Read Family of Spies: Inside the John Walker Spy Ring Online
Authors: Pete Earley
Chapter 7
John’s first letter from boot camp was dated October 28, 1955, three days after he left Scranton. Addressed to Jimmy, it had $10 tucked inside for Peggy. Before John left, he and Peggy had agreed that if he wanted to write both parents, he would address his letters to Peggy and Johnny, but if he wanted to tell his mother something without his father knowing or if he was sending Peggy cash, he would send the letter to Jimmy.
Peggy put John’s letter in an empty shoebox along with a second one, which came a week later. She still has them.
“I loved the Navy and it quickly became my home,” John recalled. “I had an inferiority complex at first because I hadn’t graduated from high school and I had gotten into trouble. But everything went right for me from day one. Just excellent! I couldn’t believe it, and then I realized that I was obviously sharper than most of the others.”
His letters to Peggy support John’s recollection. “Today, as we were marching along,” John wrote, “the CO could no longer stand the second platoon leader, so he kicked him out. Everyone knew he was about to pick a new man for the job. Well, it didn’t take him long to decide I was the best man.”
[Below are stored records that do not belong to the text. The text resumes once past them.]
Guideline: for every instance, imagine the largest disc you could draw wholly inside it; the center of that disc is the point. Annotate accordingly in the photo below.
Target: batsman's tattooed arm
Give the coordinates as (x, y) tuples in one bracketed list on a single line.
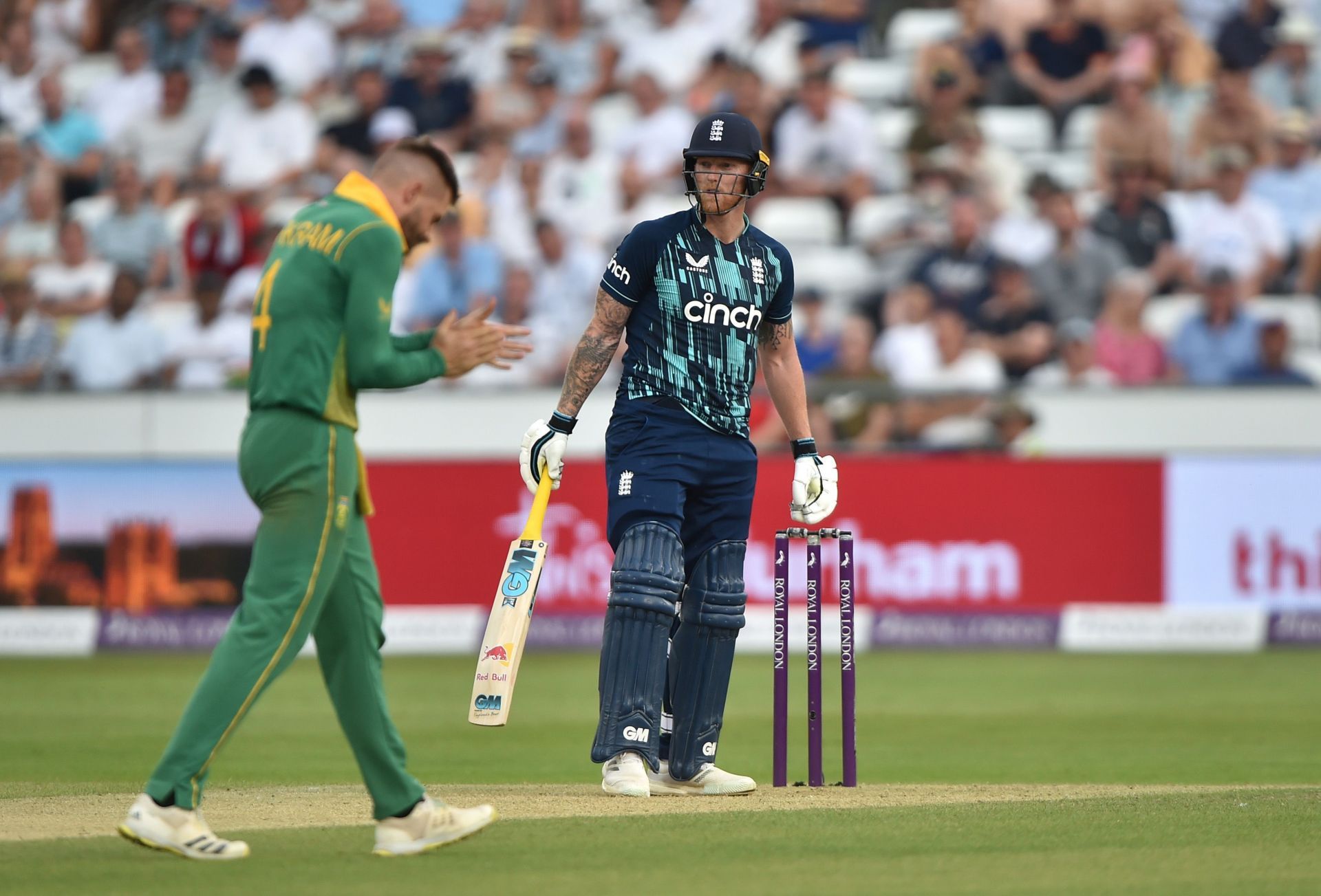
[(594, 353)]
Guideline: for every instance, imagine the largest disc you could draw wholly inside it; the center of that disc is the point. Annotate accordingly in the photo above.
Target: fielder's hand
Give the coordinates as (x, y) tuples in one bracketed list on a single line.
[(545, 444), (815, 485)]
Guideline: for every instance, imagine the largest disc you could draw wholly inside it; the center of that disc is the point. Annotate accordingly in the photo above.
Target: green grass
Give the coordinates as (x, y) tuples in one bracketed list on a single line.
[(97, 726)]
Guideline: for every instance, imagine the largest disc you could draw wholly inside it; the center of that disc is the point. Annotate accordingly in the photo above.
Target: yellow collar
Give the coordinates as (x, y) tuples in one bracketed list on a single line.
[(356, 188)]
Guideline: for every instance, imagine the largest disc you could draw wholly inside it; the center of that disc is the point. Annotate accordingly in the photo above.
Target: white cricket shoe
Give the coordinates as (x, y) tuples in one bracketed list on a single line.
[(182, 831), (429, 827), (710, 782), (625, 775)]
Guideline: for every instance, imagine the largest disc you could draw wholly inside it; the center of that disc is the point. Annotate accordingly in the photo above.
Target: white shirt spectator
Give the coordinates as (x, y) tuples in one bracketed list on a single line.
[(1238, 237), (299, 53), (255, 146), (106, 354), (209, 357)]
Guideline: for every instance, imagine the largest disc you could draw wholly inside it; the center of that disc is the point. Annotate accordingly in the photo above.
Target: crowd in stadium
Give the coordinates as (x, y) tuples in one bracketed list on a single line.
[(1053, 193)]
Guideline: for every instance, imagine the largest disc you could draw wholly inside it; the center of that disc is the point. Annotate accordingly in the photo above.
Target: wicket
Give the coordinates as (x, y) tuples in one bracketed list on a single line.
[(847, 675)]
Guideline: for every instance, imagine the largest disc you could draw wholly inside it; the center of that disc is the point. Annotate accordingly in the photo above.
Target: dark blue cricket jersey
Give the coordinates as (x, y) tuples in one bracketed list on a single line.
[(696, 305)]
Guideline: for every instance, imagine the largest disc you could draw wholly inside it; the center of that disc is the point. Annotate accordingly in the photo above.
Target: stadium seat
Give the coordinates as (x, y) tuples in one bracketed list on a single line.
[(1018, 130), (799, 221), (912, 30), (875, 82)]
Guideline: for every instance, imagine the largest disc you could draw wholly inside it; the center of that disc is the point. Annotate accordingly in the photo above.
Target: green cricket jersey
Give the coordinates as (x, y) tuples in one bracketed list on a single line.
[(321, 320)]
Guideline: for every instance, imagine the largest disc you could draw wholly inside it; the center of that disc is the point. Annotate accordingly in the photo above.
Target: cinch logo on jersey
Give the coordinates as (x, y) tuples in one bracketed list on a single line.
[(707, 310)]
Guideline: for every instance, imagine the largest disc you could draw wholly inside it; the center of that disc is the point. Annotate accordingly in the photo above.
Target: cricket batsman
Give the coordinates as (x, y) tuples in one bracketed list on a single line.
[(703, 297), (320, 334)]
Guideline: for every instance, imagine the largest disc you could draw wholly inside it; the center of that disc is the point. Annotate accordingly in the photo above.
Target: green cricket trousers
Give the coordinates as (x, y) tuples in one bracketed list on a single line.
[(312, 573)]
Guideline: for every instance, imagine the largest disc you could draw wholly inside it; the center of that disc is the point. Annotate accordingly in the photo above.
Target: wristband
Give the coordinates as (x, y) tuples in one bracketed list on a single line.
[(563, 423)]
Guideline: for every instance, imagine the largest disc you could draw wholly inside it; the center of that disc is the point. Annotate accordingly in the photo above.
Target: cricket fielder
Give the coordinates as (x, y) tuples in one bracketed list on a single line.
[(320, 333), (703, 297)]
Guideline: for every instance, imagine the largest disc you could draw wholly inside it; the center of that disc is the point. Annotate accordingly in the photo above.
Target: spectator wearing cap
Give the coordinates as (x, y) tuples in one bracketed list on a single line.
[(1221, 340), (1230, 228), (20, 106), (168, 143), (133, 235), (1247, 36), (1272, 366), (439, 99), (27, 340), (131, 94), (262, 144), (176, 34), (1123, 346), (116, 349), (1132, 131), (1065, 63), (297, 47), (1138, 223), (1077, 363), (212, 347), (825, 146), (76, 283), (1291, 80), (1013, 324)]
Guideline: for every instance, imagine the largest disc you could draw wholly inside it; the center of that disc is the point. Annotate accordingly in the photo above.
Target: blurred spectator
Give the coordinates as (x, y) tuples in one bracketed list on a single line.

John liked the role of leader and worked hard to keep it. “I wanted to be the best.” After boot camp he went to radio operators’ school in Norfolk and immediately applied for submarine duty. Arthur, who had been assigned to the submarine U.S.S.
Torsk
for two years, had convinced John that there was no better assignment. Most sailors considered duty on diesel submarines arduous and dangerous because they were cramped, noisy, and unpredictable. When a diesel submarine submerged in icy waters, it got so chilly inside that crew members joked they could see each other’s breath. In the tropics, the temperature inside the boat could soar to over a hundred degrees. The air inside tasted thick and viscous, as if you had an oily film on your tongue. There was no privacy in the tight quarters.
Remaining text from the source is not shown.